Electronic component device equipped with.
<8> The electronic component device according to <7>, which is a communication member of a fifth generation mobile communication system.
<9> The underfill according to any one of <1> to <6>, the substrate having the circuit layer and the electronic components arranged on the substrate and electrically connected to the circuit layer. A method for manufacturing an electronic component device, which comprises a step of sealing using a resin composition for use.
<10> The manufacturing method according to <9>, wherein the electronic component device is a communication member of a fifth generation mobile communication system.

According to the present disclosure, a resin composition for underfill having excellent low dielectric properties of a cured product, an electronic component device using the resin composition for underfill, and a method for manufacturing the same are provided.

Hereinafter, embodiments for carrying out the present invention will be described in detail. However, the present invention is not limited to the following embodiments. In the following embodiments, the components (including element steps and the like) are not essential unless otherwise specified. The same applies to the numerical values and their ranges, and does not limit the present invention.
In the present disclosure, the term "process" includes not only a process independent of other processes but also the process if the purpose of the process is achieved even if the process cannot be clearly distinguished from the other process. ..
The numerical range indicated by using "~" in the present disclosure includes the numerical values before and after "~" as the minimum value and the maximum value, respectively.
In the numerical range described stepwise in the present disclosure, the upper limit value or the lower limit value described in one numerical range may be replaced with the upper limit value or the lower limit value of another numerical range described stepwise. .. Further, in the numerical range described in the present disclosure, the upper limit value or the lower limit value of the numerical range may be replaced with the value shown in the examples.
In the present disclosure, each component may contain a plurality of applicable substances. When a plurality of substances corresponding to each component are present in the composition, the content rate or content of each component is the total content rate or content of the plurality of substances present in the composition unless otherwise specified. Means quantity.
In the present disclosure, a plurality of types of particles corresponding to each component may be contained. When a plurality of particles corresponding to each component are present in the composition, the particle size of each component means a value for a mixture of the plurality of particles present in the composition unless otherwise specified.
In the present disclosure, the term "layer" or "membrane" is used only in a part of the region in addition to the case where the layer or the membrane is formed in the entire region when the region in which the layer or the membrane exists is observed. The case where it is formed is also included.
In the present disclosure, the epoxy resin means a compound having an epoxy group in the molecule, and may be a monomer or a polymer.

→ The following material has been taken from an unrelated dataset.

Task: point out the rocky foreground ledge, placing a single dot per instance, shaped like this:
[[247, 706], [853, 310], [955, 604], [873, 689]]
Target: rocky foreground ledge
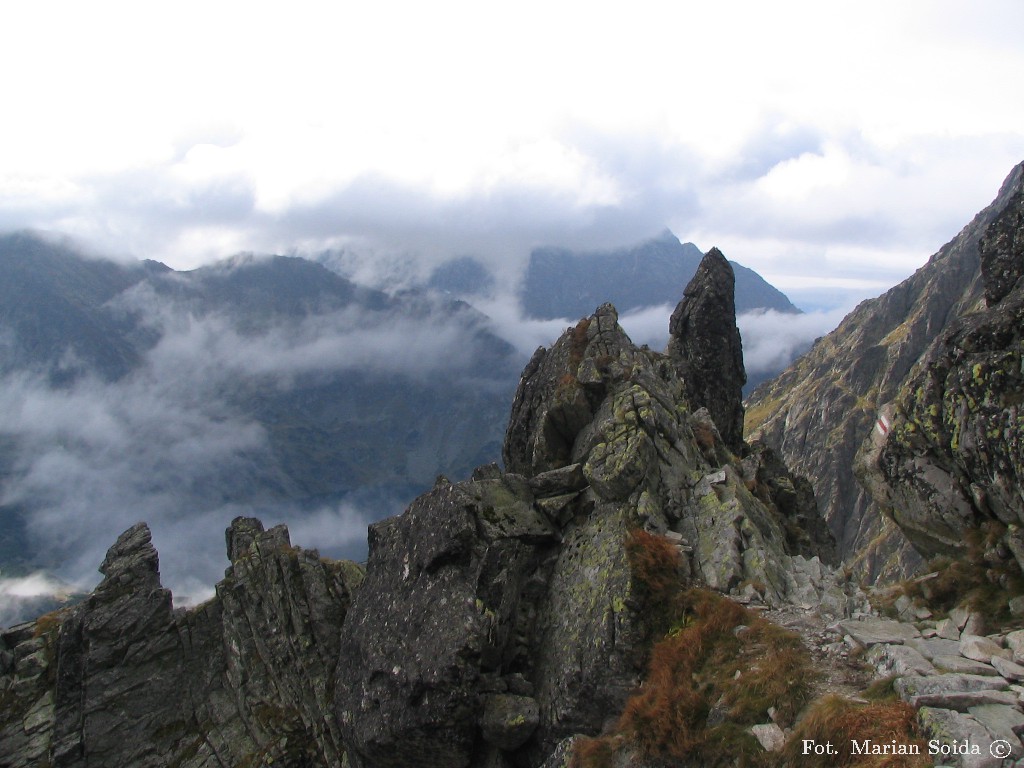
[[497, 620]]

<Resin composition for underfill>
The underfill resin composition (also referred to as an underfill material) of the present disclosure contains an epoxy resin, a curing agent, and an inorganic filler, and the curing agent contains an acid anhydride-based curing agent, and is a cured product. The specific dielectric constant of is 3.5 or less and the dielectric loss tangent is 0.0100 or less.

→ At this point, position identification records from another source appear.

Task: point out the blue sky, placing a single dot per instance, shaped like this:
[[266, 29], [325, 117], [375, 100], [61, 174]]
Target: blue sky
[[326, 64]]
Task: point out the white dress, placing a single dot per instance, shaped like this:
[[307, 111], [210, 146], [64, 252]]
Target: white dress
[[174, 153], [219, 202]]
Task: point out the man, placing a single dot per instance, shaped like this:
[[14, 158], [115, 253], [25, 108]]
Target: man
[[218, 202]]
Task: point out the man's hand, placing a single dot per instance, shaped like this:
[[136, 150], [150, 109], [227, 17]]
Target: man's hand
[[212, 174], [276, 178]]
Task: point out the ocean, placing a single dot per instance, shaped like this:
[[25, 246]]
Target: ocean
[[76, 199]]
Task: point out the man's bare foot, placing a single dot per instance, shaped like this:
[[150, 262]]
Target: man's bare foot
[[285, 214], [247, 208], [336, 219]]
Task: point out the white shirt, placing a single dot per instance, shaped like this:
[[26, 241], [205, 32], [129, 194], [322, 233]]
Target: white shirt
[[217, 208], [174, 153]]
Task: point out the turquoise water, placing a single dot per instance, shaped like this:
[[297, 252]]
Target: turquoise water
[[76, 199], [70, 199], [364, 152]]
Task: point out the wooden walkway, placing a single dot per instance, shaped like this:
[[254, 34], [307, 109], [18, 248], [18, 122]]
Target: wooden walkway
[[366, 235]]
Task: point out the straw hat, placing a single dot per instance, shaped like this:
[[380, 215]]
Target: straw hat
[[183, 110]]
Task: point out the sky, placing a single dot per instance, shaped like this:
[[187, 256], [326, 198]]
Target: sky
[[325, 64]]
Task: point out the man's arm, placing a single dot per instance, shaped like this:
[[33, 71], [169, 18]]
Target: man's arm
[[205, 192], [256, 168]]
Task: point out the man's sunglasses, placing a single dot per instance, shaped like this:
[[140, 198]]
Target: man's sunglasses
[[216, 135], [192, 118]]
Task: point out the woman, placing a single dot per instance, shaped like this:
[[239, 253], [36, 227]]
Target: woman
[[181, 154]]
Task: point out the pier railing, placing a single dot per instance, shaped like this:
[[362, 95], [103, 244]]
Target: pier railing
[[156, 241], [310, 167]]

The underfill material of the present disclosure is excellent in low dielectric properties of the cured product. The reason for this is not always clear, but it can be thought of as follows. Conventionally, as a curing agent for an epoxy resin in an underfill material, an amine-based curing agent has been generally used from the viewpoint of adhesiveness to an adherend and the like. However, when an amine-based curing agent is used, it is considered difficult to obtain suitable low-dielectric properties due to the polarity of the amine. On the other hand, when the epoxy resin is cured using an acid anhydride-based curing agent, it is considered that the amount of polar groups in the cured product and its polarity can be suppressed as compared with the case where an amine-based curing agent is used. Further, when the epoxy resin is cured using the acid anhydride-based curing agent, as an estimation mechanism, the secondary hydroxyl group generated by the ring opening of the epoxy group of the epoxy resin is consumed by the acid anhydride-based curing agent. Therefore, it is considered that the amount of hydroxyl groups in the cured product is also reduced. As described above, it is considered that the low dielectric property of the cured product is improved by reducing the amount of polar groups in the cured product and its polarity. Further, in the resin composition containing the acid anhydride-based curing agent, a resin composition having a relative permittivity of 3.5 or less and a dielectric loss tangent of 0.0100 or less of the cured product is obtained to obtain low dielectric constant. It is considered that a cured product having excellent properties can be preferably obtained.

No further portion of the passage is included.